O corte orçamentário imposto pela Assembleia Legislativa à proposta anual apresentada pelo Tribunal de Justiça tem provocado justificada reação de corporações do Poder Judiciário, as quais denunciam a inviabilização de diversos projetos estratégicos que importariam em melhoria do atendimento à população.

Numa quadra em que as estatísticas revelam que a Justiça Estadual do Ceará ocupa as últimas posições do País em indicadores importantes como o número de servidores, é contraditório, de fato, que o Parlamento não se mostre sensível a essa realidade, e imponha corte de receitas. Parece não atentar para o fato de que o déficit de atendimento do Judiciário gera vazios de cidadania.

A postura do Parlamento, contudo, não chega a causar surpresa. Compõe um cenário mais amplo, com claras manifestações no plano nacional, e que diz com a dificuldade atávica do Judiciário no que respeita ao trato com os demais Poderes sempre que em jogo questões circunscritas à esfera decisional política. No diálogo interinstitucional, os magistrados parecem falar – e, na realidade, falam – uma língua diferente, orientada por lógica distinta.

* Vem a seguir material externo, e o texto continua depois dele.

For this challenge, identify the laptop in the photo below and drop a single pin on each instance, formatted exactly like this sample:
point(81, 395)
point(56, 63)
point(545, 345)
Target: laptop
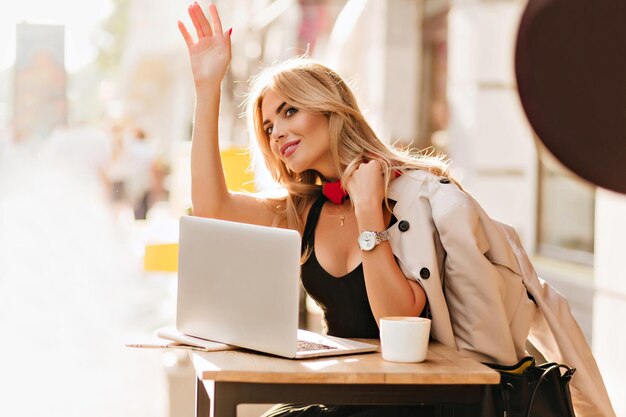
point(239, 284)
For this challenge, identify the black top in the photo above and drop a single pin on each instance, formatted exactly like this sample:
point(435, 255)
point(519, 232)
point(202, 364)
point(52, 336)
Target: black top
point(343, 300)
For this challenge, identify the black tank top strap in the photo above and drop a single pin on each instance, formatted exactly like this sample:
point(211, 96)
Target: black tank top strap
point(311, 222)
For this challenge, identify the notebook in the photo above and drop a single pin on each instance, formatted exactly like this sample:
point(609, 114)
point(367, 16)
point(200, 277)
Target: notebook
point(239, 284)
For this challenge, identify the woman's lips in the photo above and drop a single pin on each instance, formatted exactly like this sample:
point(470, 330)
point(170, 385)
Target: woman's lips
point(289, 148)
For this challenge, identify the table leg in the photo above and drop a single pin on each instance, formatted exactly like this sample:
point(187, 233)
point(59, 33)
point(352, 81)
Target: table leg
point(215, 400)
point(203, 402)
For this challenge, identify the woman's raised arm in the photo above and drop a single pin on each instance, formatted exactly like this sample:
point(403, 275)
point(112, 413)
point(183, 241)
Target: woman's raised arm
point(210, 56)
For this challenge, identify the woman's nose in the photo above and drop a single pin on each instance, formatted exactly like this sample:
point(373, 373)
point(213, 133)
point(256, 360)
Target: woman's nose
point(278, 133)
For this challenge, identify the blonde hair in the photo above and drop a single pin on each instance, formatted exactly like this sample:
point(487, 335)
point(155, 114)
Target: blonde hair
point(311, 86)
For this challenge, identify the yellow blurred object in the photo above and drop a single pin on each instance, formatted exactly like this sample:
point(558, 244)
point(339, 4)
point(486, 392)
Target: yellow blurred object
point(236, 162)
point(161, 257)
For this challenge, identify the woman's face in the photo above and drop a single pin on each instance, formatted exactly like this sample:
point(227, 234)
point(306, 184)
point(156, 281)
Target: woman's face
point(297, 137)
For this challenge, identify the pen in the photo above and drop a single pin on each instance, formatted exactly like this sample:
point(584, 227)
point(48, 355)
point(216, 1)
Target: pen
point(157, 346)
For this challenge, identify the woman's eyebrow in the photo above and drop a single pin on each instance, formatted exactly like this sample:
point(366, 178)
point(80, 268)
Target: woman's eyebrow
point(266, 121)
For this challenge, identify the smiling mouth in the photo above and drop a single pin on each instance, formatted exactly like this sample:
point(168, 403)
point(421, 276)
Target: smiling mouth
point(289, 148)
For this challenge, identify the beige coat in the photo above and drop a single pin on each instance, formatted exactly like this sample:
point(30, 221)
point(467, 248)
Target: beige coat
point(476, 276)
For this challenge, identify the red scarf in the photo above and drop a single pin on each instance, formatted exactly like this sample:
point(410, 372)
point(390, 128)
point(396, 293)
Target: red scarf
point(335, 192)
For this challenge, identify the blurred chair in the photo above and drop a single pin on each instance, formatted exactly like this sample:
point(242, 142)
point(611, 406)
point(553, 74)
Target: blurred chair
point(163, 257)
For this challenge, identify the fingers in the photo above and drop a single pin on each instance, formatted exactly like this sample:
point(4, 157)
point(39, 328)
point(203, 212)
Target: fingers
point(215, 19)
point(186, 35)
point(195, 21)
point(202, 20)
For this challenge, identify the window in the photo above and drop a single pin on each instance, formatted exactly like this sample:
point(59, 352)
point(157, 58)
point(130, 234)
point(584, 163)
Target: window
point(566, 213)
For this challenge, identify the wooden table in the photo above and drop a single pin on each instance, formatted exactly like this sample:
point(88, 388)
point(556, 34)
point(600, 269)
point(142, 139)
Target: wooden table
point(228, 378)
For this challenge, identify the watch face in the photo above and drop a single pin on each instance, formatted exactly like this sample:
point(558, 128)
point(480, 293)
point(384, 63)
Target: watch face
point(367, 240)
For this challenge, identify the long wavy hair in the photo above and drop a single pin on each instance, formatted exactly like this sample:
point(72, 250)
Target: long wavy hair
point(308, 85)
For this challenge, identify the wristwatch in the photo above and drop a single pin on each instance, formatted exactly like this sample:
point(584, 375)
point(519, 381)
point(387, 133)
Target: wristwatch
point(368, 240)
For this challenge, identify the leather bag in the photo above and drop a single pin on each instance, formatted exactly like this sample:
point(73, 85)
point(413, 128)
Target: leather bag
point(530, 390)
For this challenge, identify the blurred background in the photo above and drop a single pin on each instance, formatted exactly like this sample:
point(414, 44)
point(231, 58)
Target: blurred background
point(96, 102)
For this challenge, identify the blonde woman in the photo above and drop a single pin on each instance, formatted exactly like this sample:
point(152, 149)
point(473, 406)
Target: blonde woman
point(381, 227)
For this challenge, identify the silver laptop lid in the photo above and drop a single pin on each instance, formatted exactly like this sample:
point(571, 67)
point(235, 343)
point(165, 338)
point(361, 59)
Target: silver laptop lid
point(238, 284)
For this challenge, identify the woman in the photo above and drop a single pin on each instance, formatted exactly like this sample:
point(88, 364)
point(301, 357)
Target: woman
point(381, 228)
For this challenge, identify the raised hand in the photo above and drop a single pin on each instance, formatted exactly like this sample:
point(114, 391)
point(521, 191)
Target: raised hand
point(211, 54)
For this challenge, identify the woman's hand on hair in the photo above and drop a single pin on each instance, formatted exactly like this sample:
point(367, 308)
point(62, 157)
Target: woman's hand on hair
point(210, 55)
point(366, 186)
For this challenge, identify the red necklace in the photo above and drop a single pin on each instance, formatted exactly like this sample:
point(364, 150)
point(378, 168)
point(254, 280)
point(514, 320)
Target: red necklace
point(335, 192)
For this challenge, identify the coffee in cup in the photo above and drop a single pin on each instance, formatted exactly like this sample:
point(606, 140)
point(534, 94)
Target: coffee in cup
point(404, 339)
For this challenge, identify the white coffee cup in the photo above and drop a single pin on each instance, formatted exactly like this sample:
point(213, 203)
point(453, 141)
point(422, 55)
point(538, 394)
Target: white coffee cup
point(404, 339)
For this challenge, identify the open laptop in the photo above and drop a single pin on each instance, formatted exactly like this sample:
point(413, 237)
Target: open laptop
point(239, 284)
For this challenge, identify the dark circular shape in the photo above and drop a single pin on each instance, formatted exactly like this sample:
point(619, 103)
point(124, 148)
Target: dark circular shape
point(570, 63)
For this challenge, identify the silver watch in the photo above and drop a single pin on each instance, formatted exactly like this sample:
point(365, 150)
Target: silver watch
point(368, 240)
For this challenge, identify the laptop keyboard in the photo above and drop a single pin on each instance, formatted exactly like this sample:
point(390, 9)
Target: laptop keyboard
point(304, 346)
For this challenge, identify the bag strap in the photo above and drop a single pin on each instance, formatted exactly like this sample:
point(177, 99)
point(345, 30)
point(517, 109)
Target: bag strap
point(568, 374)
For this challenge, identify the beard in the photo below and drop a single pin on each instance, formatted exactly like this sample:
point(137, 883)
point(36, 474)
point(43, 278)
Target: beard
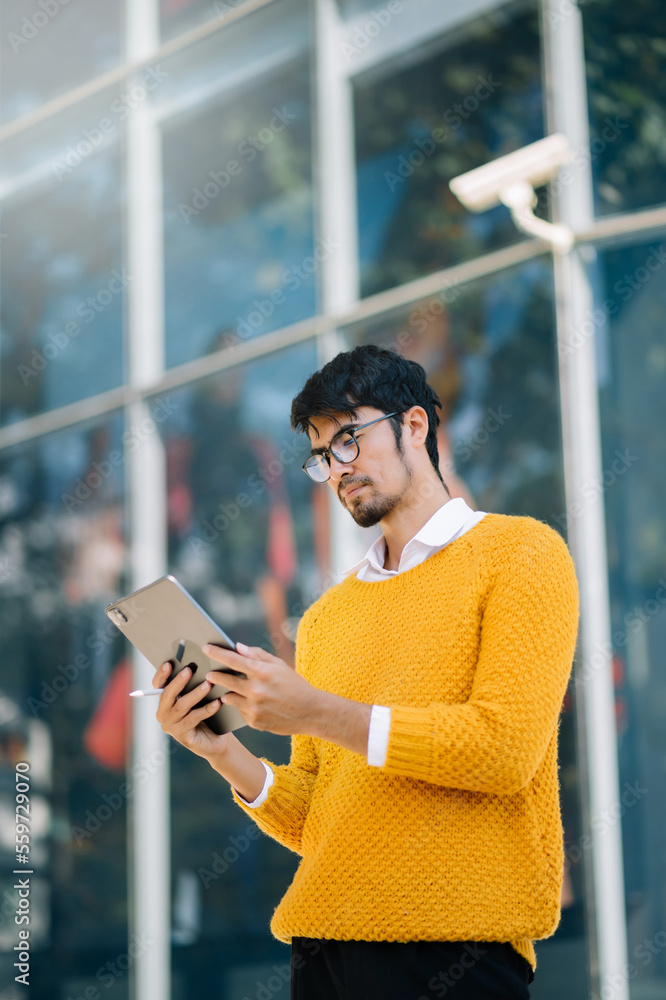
point(370, 511)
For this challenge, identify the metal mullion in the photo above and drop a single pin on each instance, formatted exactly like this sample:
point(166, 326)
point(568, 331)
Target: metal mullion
point(335, 198)
point(128, 69)
point(149, 821)
point(567, 112)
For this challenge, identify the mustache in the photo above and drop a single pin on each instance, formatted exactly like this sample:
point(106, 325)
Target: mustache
point(352, 484)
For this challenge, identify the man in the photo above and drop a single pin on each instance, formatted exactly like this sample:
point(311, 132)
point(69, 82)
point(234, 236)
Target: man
point(422, 790)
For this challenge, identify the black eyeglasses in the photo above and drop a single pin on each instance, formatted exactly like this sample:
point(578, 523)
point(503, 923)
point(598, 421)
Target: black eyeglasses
point(343, 446)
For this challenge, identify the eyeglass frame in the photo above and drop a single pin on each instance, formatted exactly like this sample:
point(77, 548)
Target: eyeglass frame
point(327, 452)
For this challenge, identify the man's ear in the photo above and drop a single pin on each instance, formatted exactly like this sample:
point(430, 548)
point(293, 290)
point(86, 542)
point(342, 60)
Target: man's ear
point(416, 422)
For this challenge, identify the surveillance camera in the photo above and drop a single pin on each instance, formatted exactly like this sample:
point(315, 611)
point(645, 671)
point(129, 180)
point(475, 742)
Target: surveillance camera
point(511, 180)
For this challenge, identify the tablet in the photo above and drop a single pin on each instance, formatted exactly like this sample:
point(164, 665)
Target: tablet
point(164, 622)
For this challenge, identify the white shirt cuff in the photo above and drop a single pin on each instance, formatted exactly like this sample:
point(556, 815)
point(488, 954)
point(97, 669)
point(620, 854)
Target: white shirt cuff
point(378, 734)
point(261, 797)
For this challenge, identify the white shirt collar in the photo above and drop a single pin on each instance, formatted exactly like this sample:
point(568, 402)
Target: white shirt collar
point(435, 533)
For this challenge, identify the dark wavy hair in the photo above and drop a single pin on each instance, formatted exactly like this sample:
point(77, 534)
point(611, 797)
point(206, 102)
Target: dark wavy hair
point(369, 376)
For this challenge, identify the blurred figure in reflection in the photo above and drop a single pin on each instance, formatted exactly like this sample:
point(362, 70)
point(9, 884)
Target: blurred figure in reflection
point(240, 509)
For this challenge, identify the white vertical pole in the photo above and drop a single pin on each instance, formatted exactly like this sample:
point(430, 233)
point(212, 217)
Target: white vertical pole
point(150, 818)
point(335, 194)
point(567, 93)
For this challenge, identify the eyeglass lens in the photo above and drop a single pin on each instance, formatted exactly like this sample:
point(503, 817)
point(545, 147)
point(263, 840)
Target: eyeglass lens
point(343, 448)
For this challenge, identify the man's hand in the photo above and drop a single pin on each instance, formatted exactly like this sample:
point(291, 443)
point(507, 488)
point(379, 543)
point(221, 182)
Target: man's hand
point(179, 718)
point(272, 696)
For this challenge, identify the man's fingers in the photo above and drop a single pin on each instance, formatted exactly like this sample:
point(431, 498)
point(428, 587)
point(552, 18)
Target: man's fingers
point(161, 674)
point(227, 680)
point(193, 718)
point(171, 692)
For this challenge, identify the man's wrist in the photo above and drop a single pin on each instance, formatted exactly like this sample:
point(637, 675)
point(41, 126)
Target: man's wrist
point(340, 720)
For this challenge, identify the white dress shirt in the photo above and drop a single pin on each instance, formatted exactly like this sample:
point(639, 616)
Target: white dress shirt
point(451, 521)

A questão central é: em que termos se deve travar a atuação do governo do Judiciário para, no trato com o Executivo e o Legislativo, assegurar receitas necessárias à implementação de políticas de acesso à Justiça, fazendo valer a autonomia financeira assegurada pela Constituição? Haveria negociação possível sem comprometimento de valores republicanos, especialmente quando em conta que as relações não se travam em ambientes ideais, em que todos estejam movidos pelo mesmo espírito ?

A cautela do Judiciário em não se submeter às vicissitudes da negociação política, ainda que não possa ser identificada como um desvirtuamento, antes pelo contrário, parece conduzir a que esteja fadado a apelar para a sensibilidade dos governantes de plantão, que, por sua vez, não parecem dispostos a alforriar os magistrados da política do pires na mão.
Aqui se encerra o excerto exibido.